A no dilution privilege is precisely that, a privilege and not a duty. There is no reason to believe the shareholder is being greedy, after all, they are adding risk to their own position at the same time. A no dilution privilege only gives the right to maintain a constant percentage, if there are no resources to protect or maintain that right then it vanishes as if it did not exist.
"Full consensus" is not a well-defined term. Hopefully, the articles of incorporation define what that means exactly or it will simply be a majority-rule based decision.
Unless he is the majority shareholder and controls the board, then he cannot force the shareholders to dilute. If he is the majority shareholder, then it was foolish to enter into a written contract regarding the firm when informal understandings and ideas mean nothing legally. If you believed you were going to be protected, but are not, then the lesson is to hire a good attorney to explain fully the set of scenarios that could happen in the future.
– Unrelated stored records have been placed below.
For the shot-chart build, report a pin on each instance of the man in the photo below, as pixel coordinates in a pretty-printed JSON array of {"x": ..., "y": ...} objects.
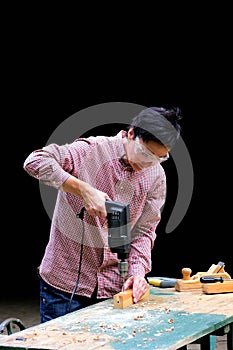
[{"x": 78, "y": 268}]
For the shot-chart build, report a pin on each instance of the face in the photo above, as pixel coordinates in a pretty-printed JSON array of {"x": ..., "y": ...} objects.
[{"x": 144, "y": 154}]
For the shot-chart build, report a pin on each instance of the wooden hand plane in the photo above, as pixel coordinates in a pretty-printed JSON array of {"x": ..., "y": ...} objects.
[{"x": 189, "y": 283}]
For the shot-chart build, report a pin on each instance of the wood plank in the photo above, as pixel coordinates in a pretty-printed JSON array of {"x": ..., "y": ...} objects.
[
  {"x": 166, "y": 320},
  {"x": 124, "y": 299},
  {"x": 218, "y": 287}
]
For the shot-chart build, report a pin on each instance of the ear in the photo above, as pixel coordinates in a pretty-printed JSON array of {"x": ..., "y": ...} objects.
[{"x": 130, "y": 134}]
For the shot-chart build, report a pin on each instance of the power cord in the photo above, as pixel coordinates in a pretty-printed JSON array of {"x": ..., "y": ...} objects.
[{"x": 80, "y": 216}]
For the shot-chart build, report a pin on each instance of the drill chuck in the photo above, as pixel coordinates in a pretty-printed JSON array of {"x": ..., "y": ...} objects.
[{"x": 123, "y": 268}]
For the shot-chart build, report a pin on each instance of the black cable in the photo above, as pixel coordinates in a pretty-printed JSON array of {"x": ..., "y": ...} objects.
[{"x": 80, "y": 216}]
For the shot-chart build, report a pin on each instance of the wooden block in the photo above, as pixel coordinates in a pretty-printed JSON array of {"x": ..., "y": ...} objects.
[
  {"x": 218, "y": 287},
  {"x": 192, "y": 283},
  {"x": 124, "y": 299}
]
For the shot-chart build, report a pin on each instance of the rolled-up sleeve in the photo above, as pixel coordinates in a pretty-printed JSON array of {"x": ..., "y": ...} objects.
[{"x": 52, "y": 165}]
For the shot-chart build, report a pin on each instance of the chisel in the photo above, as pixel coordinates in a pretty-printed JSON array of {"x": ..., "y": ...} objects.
[{"x": 210, "y": 279}]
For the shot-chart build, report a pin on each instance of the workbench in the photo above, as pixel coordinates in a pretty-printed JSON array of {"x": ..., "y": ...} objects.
[{"x": 166, "y": 319}]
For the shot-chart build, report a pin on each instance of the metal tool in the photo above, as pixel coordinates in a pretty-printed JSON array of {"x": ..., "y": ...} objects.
[
  {"x": 119, "y": 234},
  {"x": 210, "y": 279}
]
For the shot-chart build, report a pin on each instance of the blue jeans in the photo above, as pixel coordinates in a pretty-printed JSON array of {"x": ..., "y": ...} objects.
[{"x": 55, "y": 303}]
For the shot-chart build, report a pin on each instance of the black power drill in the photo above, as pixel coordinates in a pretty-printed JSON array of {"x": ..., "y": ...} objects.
[{"x": 119, "y": 235}]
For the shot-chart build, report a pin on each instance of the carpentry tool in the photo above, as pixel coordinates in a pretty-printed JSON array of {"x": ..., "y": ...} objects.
[
  {"x": 125, "y": 299},
  {"x": 210, "y": 279},
  {"x": 189, "y": 282},
  {"x": 162, "y": 282},
  {"x": 213, "y": 285},
  {"x": 119, "y": 234}
]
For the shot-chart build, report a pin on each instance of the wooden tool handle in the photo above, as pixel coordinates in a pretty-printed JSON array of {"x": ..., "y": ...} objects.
[{"x": 186, "y": 272}]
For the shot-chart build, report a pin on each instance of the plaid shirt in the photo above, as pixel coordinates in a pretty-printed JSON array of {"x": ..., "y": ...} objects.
[{"x": 95, "y": 160}]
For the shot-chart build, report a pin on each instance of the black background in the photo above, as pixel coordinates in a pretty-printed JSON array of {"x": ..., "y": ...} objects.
[{"x": 48, "y": 77}]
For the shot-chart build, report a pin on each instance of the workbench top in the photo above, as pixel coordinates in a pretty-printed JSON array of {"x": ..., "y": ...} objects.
[{"x": 167, "y": 319}]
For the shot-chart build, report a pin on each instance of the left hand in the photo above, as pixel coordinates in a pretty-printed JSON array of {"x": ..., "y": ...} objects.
[{"x": 139, "y": 286}]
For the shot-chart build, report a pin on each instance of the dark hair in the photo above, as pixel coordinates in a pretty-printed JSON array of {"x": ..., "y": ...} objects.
[{"x": 158, "y": 124}]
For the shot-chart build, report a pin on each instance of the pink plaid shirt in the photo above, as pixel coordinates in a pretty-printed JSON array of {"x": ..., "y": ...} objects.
[{"x": 95, "y": 160}]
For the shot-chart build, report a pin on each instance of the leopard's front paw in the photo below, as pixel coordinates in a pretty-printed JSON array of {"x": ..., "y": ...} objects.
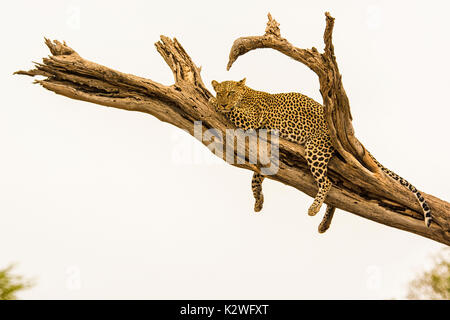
[
  {"x": 312, "y": 211},
  {"x": 258, "y": 204}
]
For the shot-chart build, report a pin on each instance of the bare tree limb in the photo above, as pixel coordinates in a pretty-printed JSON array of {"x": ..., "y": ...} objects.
[{"x": 358, "y": 186}]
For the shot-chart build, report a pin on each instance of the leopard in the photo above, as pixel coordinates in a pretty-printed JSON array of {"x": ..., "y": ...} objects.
[{"x": 299, "y": 119}]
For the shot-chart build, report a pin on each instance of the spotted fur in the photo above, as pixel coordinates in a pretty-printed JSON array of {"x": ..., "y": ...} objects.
[{"x": 299, "y": 119}]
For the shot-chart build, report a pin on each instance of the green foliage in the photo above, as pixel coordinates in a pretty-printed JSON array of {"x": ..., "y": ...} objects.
[
  {"x": 434, "y": 284},
  {"x": 10, "y": 284}
]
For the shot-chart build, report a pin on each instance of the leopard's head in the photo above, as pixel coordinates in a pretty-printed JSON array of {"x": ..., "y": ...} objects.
[{"x": 229, "y": 94}]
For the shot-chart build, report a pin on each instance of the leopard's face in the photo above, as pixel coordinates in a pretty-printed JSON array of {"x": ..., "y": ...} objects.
[{"x": 229, "y": 94}]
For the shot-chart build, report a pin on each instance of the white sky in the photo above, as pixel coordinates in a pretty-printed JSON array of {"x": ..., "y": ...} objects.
[{"x": 95, "y": 204}]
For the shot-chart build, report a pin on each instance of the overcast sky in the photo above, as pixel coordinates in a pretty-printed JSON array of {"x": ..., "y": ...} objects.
[{"x": 104, "y": 203}]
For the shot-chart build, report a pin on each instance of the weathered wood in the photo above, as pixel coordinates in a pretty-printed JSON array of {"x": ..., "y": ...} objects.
[{"x": 358, "y": 186}]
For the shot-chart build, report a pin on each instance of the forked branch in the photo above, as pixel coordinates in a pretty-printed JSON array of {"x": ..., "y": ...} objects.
[{"x": 358, "y": 187}]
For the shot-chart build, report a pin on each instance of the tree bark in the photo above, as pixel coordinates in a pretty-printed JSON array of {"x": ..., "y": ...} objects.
[{"x": 359, "y": 186}]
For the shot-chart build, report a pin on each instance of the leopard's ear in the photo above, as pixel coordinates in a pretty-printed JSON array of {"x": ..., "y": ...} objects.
[
  {"x": 242, "y": 82},
  {"x": 214, "y": 84}
]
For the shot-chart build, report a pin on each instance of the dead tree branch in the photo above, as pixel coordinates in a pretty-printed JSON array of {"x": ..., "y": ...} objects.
[{"x": 358, "y": 186}]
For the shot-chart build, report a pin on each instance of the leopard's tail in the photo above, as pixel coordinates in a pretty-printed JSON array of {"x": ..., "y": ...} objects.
[{"x": 423, "y": 204}]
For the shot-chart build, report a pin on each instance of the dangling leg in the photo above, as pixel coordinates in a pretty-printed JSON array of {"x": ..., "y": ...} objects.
[
  {"x": 257, "y": 191},
  {"x": 318, "y": 153},
  {"x": 326, "y": 221}
]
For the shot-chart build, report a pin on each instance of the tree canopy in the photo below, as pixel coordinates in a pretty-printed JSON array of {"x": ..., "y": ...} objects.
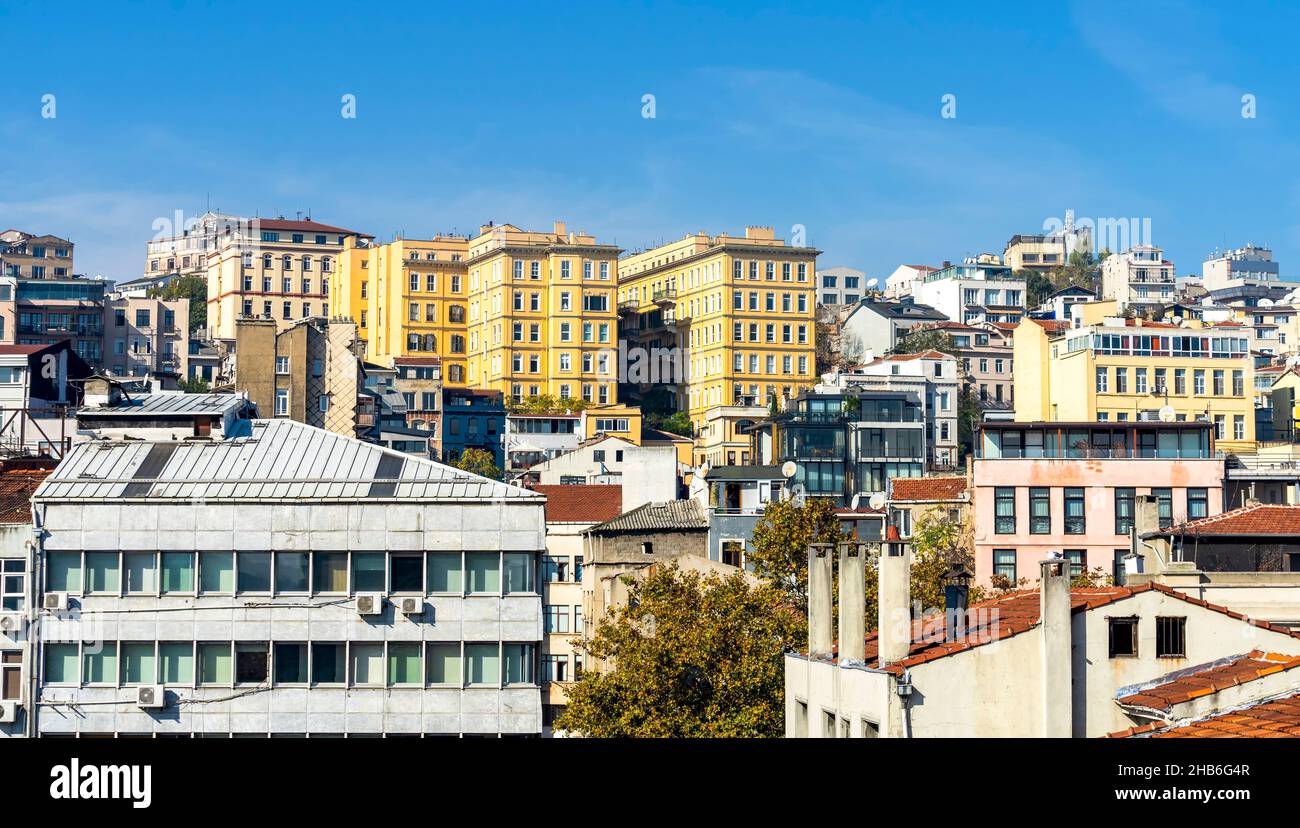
[
  {"x": 689, "y": 655},
  {"x": 479, "y": 462}
]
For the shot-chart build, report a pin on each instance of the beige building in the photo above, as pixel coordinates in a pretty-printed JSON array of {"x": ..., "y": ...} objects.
[
  {"x": 272, "y": 268},
  {"x": 146, "y": 337},
  {"x": 570, "y": 511},
  {"x": 308, "y": 372},
  {"x": 29, "y": 256},
  {"x": 1048, "y": 663}
]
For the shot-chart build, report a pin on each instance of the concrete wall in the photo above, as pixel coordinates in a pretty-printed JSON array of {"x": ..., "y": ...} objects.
[{"x": 276, "y": 527}]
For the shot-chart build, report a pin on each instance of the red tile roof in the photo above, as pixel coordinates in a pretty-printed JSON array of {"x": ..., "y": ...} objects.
[
  {"x": 1259, "y": 520},
  {"x": 1274, "y": 719},
  {"x": 927, "y": 488},
  {"x": 16, "y": 489},
  {"x": 1190, "y": 685},
  {"x": 590, "y": 503},
  {"x": 1052, "y": 326},
  {"x": 1018, "y": 612}
]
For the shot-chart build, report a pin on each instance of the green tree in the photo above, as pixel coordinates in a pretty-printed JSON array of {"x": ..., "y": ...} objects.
[
  {"x": 924, "y": 339},
  {"x": 479, "y": 462},
  {"x": 689, "y": 655},
  {"x": 193, "y": 287},
  {"x": 781, "y": 538}
]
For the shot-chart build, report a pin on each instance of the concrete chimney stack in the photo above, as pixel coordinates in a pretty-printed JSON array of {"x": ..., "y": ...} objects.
[
  {"x": 1056, "y": 647},
  {"x": 853, "y": 602},
  {"x": 820, "y": 602},
  {"x": 1147, "y": 519},
  {"x": 893, "y": 624}
]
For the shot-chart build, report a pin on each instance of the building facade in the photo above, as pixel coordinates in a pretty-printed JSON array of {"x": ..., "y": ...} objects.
[
  {"x": 739, "y": 311},
  {"x": 272, "y": 268},
  {"x": 1139, "y": 277},
  {"x": 1125, "y": 369},
  {"x": 281, "y": 595},
  {"x": 1073, "y": 488}
]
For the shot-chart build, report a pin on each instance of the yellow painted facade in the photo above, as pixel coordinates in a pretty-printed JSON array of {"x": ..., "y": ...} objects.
[
  {"x": 1114, "y": 371},
  {"x": 542, "y": 316},
  {"x": 742, "y": 308},
  {"x": 408, "y": 298}
]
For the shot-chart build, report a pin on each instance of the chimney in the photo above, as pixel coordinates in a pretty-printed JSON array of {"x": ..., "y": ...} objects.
[
  {"x": 893, "y": 623},
  {"x": 853, "y": 603},
  {"x": 820, "y": 644},
  {"x": 1056, "y": 651},
  {"x": 1147, "y": 519}
]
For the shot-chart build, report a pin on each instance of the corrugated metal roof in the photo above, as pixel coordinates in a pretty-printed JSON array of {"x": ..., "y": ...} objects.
[
  {"x": 670, "y": 515},
  {"x": 167, "y": 404},
  {"x": 281, "y": 460}
]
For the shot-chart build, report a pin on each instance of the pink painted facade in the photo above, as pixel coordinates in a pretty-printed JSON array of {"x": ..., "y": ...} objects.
[{"x": 1099, "y": 478}]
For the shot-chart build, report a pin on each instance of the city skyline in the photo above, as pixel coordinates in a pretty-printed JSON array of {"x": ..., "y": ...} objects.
[{"x": 525, "y": 118}]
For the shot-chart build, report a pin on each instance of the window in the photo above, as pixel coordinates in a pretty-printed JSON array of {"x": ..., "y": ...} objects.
[
  {"x": 482, "y": 572},
  {"x": 404, "y": 663},
  {"x": 1123, "y": 637},
  {"x": 1004, "y": 563},
  {"x": 482, "y": 664},
  {"x": 1125, "y": 510},
  {"x": 254, "y": 572},
  {"x": 290, "y": 663},
  {"x": 1004, "y": 498},
  {"x": 1170, "y": 637},
  {"x": 103, "y": 573},
  {"x": 1078, "y": 559},
  {"x": 368, "y": 572},
  {"x": 442, "y": 666},
  {"x": 329, "y": 572},
  {"x": 1075, "y": 520},
  {"x": 1040, "y": 510}
]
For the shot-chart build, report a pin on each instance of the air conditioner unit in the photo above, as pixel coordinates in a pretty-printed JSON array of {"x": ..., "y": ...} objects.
[{"x": 151, "y": 697}]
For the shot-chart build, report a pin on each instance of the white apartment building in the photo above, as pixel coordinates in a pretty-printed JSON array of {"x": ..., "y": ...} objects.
[
  {"x": 931, "y": 376},
  {"x": 284, "y": 580},
  {"x": 1139, "y": 276},
  {"x": 840, "y": 285},
  {"x": 980, "y": 289}
]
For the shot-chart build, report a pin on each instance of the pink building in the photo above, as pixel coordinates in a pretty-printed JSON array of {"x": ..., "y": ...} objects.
[{"x": 1071, "y": 488}]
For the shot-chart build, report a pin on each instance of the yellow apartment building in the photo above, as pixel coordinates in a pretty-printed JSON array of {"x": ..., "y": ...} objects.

Things like this are very common with angel investments and venture capital investments. Indeed, they plan for it. If they insisted on the no dilution agreement, now you know why.
The only control you could have is to get a majority of the existing shareholders to refuse to expand the company and to choose a board that will support your interests.
EDIT
I realized that I didn't fully answer the question. The only real choice is to borrow money. Class B Common Shares have to get voting rights or they are not common shares. Preferred stock won't work here unless someone is very generous. Preferred stock is a creature of the tax code and unless one of the partners or a vendor is a corporation, nobody is going to want it. Debt issuance is your only escape from dilution if every partner cannot pony up their proportionate share of the needed funds.
You will want to visit a local attorney to see how the local judges would interpret "full consensus." Governance structures in corporations are important as is the language people put in charters and by-laws. Contingencies like this should be mapped out before capital formation and not after founding. A board of directors has a fiduciary duty to the shareholders and the firm. The language may be interpreted with respect to that duty if the issue is survival rather than expansion.
In the case of survival, a judge may reject an individual shareholder's veto if it kills the value to all shareholders. If it is about expansion, the judge may simply say "too bad." This is a question for a local attorney first and foremost. The judges in your county or parish may react differently than a judge in a neighboring county or state. There could also be decided law on this matter in your jurisdiction.